Lot# 9052
The 2025 December Auction - Sale 346 (December 13 - December 16, 2025) December 13 - December 16 2025, Hong Kong
following the signing of the Korean Armistice Agreement on 27 July 1953, mail from the Neutral Nations Supervisory Commission (NNSC) delegates of socialist countries, including Poland, Czechoslovakia, and the Soviet Union, was handled and forwarded free of charge by the Chinese People’s Volunteers Military Post Office (CPV M.P.O.). This cover was sent by a Czechoslovak delegate of the Armistice Commission on 22 September 1953 from North Korea to Prague by airmail. It bears four R series issues, totaling 7,600 yuan (RMB), representing the correct rate for airmail to Eastern Europe, cancelled at the No. 5 Peking Sub-Office (West Dongdan) with a “Peking 53.9.30” cds. The reverse shows a Chinese People’s Volunteers military postmark “Chinese Military Post 1953.9.22”, bearing the code “89129”, which served as a distinguishing transit marking of mail processed through Antung (now Dandong). This letter was sent during the 7th Postal Tariff Period (1 May 1953 - 31 December 1954). The correct airmail rate to Eastern Europe was 7,600 yuan, comprising 2,200 yuan for the first 20 grams international surface letter postage plus 5,400 yuan for each 10 grams airmail surcharge.
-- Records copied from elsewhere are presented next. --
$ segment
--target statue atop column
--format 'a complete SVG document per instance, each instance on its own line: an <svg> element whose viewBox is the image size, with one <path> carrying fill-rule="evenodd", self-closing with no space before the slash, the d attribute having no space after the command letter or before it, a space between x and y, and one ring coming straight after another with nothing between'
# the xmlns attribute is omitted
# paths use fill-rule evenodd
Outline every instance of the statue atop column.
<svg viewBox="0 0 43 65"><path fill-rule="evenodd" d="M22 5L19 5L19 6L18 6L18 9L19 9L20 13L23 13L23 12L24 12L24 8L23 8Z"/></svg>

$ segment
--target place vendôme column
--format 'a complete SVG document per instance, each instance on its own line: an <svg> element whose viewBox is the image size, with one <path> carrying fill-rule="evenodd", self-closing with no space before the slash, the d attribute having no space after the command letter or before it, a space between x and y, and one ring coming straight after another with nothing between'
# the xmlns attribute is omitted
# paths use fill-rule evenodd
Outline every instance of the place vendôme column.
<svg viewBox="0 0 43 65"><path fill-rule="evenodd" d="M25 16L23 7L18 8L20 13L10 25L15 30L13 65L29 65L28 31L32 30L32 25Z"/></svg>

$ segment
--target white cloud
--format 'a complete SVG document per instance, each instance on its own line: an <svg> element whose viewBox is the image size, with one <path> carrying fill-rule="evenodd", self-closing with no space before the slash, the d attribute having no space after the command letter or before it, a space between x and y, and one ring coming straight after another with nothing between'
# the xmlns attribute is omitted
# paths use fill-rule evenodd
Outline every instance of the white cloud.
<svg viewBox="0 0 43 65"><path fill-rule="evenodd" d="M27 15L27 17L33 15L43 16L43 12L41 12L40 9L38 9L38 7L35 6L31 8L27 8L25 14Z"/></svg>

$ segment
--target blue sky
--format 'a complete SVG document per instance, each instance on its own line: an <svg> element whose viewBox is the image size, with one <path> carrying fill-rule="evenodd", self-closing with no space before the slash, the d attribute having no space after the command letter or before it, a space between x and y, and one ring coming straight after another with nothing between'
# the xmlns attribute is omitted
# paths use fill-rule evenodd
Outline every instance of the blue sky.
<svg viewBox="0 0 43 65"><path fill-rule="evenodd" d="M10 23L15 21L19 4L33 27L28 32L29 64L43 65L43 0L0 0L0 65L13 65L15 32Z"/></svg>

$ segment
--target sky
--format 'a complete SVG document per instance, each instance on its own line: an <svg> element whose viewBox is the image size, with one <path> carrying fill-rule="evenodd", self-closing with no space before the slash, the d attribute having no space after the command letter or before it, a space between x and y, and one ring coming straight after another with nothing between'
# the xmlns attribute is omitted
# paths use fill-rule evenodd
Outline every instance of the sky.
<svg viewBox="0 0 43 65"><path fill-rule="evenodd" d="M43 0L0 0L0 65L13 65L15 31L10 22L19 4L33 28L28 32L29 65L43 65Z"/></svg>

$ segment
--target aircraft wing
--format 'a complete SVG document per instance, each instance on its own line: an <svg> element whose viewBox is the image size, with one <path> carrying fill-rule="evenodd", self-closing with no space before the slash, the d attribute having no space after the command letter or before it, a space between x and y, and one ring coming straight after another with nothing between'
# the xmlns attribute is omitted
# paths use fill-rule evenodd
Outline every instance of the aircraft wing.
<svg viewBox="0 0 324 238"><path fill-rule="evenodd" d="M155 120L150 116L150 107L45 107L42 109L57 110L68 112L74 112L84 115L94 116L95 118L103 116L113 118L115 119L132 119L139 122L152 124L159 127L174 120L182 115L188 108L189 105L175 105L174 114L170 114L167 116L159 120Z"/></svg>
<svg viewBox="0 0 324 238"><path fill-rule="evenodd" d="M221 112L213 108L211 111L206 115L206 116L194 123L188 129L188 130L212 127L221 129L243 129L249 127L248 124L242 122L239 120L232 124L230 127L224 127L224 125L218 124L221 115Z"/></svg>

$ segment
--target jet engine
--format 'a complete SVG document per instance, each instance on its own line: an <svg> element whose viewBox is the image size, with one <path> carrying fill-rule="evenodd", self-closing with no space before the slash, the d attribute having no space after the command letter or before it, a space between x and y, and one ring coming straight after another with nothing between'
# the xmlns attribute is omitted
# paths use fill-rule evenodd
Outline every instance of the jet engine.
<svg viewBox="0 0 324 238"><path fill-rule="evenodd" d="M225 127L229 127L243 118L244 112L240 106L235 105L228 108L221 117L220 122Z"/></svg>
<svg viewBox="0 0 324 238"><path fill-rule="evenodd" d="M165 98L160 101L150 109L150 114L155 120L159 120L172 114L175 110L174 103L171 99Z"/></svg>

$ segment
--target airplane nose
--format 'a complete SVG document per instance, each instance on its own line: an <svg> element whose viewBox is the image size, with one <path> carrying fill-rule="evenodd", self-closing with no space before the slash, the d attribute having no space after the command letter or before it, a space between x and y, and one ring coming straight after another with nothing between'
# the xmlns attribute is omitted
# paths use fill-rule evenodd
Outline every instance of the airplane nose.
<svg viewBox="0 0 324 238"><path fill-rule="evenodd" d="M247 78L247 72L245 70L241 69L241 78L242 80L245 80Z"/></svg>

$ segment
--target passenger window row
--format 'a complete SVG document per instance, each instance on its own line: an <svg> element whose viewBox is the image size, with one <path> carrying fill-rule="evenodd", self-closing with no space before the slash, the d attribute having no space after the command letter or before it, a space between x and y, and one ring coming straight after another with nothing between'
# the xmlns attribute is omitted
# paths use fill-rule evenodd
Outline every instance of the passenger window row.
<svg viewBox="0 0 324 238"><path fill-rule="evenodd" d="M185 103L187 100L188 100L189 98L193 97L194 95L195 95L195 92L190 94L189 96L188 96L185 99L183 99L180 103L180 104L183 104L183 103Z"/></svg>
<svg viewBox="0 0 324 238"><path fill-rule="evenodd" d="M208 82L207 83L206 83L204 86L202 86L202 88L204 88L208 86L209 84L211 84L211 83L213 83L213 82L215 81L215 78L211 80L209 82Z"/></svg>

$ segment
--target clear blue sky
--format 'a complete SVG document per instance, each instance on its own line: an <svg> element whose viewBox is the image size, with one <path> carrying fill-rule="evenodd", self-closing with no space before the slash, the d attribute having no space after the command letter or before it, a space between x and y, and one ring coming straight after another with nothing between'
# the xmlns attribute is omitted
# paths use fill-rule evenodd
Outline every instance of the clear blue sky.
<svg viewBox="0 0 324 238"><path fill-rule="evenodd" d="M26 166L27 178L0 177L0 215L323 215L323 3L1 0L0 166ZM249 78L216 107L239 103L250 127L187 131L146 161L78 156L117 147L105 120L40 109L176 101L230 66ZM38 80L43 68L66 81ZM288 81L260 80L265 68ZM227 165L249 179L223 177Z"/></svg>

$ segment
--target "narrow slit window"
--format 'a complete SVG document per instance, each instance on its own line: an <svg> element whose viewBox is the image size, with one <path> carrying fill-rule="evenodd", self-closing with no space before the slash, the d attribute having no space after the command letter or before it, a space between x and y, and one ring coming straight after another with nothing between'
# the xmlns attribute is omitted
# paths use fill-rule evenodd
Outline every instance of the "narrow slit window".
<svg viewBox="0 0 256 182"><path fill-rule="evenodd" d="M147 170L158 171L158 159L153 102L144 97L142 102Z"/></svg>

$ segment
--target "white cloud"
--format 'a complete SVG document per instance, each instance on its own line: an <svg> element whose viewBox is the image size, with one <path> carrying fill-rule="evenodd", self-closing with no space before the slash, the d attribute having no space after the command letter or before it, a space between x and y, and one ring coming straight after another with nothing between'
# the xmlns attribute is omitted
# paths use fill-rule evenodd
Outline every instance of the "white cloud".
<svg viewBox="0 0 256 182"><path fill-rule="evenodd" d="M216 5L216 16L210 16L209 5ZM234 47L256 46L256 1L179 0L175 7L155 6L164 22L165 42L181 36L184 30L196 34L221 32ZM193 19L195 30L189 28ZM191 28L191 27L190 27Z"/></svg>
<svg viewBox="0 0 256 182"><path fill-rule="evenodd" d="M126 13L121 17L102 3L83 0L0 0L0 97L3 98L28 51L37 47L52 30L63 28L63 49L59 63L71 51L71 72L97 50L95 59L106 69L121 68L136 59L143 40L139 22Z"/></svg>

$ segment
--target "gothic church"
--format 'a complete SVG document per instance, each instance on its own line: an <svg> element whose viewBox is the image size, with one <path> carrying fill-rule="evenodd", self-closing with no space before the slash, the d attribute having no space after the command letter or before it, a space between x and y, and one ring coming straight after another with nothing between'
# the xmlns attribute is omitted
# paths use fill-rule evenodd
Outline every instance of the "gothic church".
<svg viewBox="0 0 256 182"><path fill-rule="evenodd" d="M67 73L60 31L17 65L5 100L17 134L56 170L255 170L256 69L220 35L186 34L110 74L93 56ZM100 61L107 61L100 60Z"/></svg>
The postage was accurately paid, and the routing from North Korea via Antung and Peking, then through Moscow to Prague, complied with the postal arrangement requiring socialist-country delegates’ mail to be relayed through China after the Armistice. This is a rare genuine postal example of mail from a Korean War Armistice Commission delegate. With accurate postage, clear and complete markings, it illustrates the diplomatic nature of such correspondence and demonstrates China’s intermediary postal role in post-war international communications. It also highlights the operational collaboration between the People’s Post of China and the Chinese People’s Volunteers Postal Service. An exceptional postal history item of great importance for the study of early PRC diplomatic mail, post-war postal network reconstruction, and socialist international postal cooperation, possessing significant research and exhibition value.